Several other female employees testified that they did not find the office environment hostile. In one case, a woman was the instigator of an office joke that Fowler found offensive.

In its unanimous decision, the Supreme Court said the jury instructions misstated the law on sexual harassment.

“The jury instructions … required Fowler to prove the harassment ‘was based upon sex.’ A subsequent instruction stated Fowler must prove that ‘because of her gender, she was the object of harassment,”’ wrote Justice Cathy Silak.

Lyons had argued that the foul language and “condom plant” were not aimed at Fowler and, therefore, could not be considered harassment.

Jenkins said she talked to some of the jurors after the trial. They told her they thought some of the behavior was inappropriate but had to rule out a sexual harassment verdict because the behavior wasn’t directed at Fowler.

Silak, in her opinion, disagreed.

“Harassers should not be able to escape liability for their conduct simply because they can show their behavior is not directed at women but is simply in accordance with the level of conduct prevalent prior to the woman’s entry in the workplace,” she wrote.

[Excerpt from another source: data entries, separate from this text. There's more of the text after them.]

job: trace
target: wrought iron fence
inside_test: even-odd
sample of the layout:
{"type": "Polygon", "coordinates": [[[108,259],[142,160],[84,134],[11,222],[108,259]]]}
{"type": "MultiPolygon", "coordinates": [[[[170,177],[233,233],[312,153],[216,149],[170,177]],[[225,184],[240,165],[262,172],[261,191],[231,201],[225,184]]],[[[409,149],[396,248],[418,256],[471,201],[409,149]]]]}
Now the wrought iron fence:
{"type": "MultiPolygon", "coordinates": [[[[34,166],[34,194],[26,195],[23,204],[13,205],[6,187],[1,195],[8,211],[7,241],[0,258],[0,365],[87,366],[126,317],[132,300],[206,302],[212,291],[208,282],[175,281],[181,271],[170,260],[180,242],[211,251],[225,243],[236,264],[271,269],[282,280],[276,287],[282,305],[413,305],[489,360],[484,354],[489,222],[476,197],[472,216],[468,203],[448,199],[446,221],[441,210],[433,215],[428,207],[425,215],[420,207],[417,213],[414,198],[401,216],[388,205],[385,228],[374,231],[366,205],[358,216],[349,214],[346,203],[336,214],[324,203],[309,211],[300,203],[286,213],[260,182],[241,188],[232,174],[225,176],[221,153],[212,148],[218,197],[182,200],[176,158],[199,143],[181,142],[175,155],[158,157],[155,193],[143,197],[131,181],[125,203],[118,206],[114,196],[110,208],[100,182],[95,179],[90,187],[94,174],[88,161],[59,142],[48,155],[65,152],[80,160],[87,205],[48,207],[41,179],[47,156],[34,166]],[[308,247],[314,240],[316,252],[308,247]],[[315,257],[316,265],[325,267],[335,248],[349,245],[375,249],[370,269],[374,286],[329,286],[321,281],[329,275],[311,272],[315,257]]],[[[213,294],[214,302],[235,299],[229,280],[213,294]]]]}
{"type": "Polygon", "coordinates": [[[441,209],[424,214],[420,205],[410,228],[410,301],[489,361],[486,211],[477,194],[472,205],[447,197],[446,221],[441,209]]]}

Lyons, however, believes the Supreme Court decision creates too much leeway. “I am concerned that the Supreme Court is unknowingly expanding the Human Rights Commission Act to simply include what people might perceive to be rude behavior and not necessarily behavior that has something to do with discrimination against a person for a particular sex,” he said.

A date for a new trial has not been set.